Dans sa leçon inaugurale au Collège de France, Alain de Libera cite Condillac:

Condillac, qui n’emploie pas encore le mot majuscule de Renaissance, mais ceux de naissance, de renaissance et de révolution, qu’il suffit d’entendre ensemble avec leurs minuscules pour arriver à Michelet, juge tout autrement que lui l’intrusion de ces Grecs, dont l’afflux fait la fortune des langues mortes au détriment des vivantes, ruinant les espoirs qu’avaient suscités bien plus tôt un Dante, un Pétrarque et un Boccace : « Les Grecs, écrit-il dans son cours de logique, ces Grecs auxquels on attribue la renaissance des lettres, se répandirent en Italie comme un nuage, et interceptèrent la lumière qui venoit de se montrer.[1]»
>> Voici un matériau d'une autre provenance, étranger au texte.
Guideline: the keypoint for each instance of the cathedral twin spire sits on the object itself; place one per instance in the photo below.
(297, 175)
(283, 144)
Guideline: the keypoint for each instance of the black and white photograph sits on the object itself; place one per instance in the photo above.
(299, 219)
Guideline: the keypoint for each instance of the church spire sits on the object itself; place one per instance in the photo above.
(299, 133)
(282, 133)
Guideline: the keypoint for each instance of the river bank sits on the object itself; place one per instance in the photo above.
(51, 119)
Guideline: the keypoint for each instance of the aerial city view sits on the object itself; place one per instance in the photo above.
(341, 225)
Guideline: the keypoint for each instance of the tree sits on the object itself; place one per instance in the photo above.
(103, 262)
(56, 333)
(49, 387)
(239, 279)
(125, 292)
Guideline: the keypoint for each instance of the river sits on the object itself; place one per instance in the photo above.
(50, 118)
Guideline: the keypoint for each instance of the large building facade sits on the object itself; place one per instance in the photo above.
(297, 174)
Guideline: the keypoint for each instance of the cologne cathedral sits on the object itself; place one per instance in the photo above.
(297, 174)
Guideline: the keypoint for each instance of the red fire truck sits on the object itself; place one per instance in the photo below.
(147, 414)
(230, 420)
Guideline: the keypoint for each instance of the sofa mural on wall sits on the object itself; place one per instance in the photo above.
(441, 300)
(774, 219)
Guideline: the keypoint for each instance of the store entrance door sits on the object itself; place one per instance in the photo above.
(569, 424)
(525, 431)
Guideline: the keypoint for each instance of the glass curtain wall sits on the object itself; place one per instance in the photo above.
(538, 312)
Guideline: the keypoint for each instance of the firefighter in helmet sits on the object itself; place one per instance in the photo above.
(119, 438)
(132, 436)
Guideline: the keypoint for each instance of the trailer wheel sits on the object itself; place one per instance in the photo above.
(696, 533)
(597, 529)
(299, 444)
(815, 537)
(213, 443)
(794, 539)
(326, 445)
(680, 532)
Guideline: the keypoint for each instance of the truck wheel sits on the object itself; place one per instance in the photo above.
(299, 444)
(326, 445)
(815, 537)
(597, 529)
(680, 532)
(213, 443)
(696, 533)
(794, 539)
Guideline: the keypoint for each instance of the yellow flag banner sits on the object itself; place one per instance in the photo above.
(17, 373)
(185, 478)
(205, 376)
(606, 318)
Condillac, Histoire moderne, livre neuvième, chap. (VIII) IX

in Œuvres Complètes, t.12, p. 413-432

Les beaux-arts sont donc nés en Italie, pendant le treizième et le quatorzième siècle, et par conséquent long-temps avant la ruine de l’empire Grec ; cependant on veut que la prise de Constantinople soit l’époque de leur naissance, et que cette révolution ait été nécessaire pour apporter aux Italiens le goût qu’ils avaient déjà, et qu’ils avaient bien mieux que les Grecs de Constantinople. Frappés d’une révolution qui a fait prendre [432] à l’Europe une face nouvelle, nous avons cru qu’elle a influé dans les progrès de l’esprit, parce que nous supposons qu’elle a tout fait. Cependant les Italiens, comme les Grecs, se sont formés d’après eux-mêmes, et s’ils doivent aux étrangers, ils leur doivent peu. Il est même certain que la prise de Constantinople les retarda, parce que la langue grecque, dont l’étude devint à la mode, fit négliger les langues vulgaires. Aussi l’Italie ne produisit-elle pas, dans le quinzième siècle, des écrivains aussi bons que Dante, Pétrarque et Bocace; ce n’est pas que l’érudition n’ait ensuite contribué à l’avancement des lettres, en mettant les gens de goût en état d’étudier de bons modèles, et en amassant des matériaux dont ils surent faire usage. Il en est de même de l’art d’imprimer, qui fut inventé dans le quinzième siècle. Il nuisit d’abord au goût par la facilité qu’il donna de devenir érudit; et tel Italien qui aurait été un écrivain élégant s’il eût étudié sa langue, se contenta de lire les livres grecs, qui devenaient plus communs, et se piqua d’en sentir les beautés, qu’il sentait mal. Si la prise de Constantinople a produit du savoir, elle a produit encore une pédanterie que l’imprimerie a rendue plus commune; et le goût ne renaîtra que lorsqu’on étudiera les langues vulgaires.

  1. Condillac, Cours d’études, VI, xx, 1, in : Œuvres philosophiques, t. II, Paris, PUF, coll. « Corpus général des philosophes français », 1948, p. 173. Cf., dans le même sens, Histoire moderne, livre IX, De l’Italie, chapitre ix, De l’état des arts et des sciences en Italie, depuis le xe siècle jusqu’à la fin du xve siècle, Œuvres complètes, t. XII, op. cit., p. 431-432.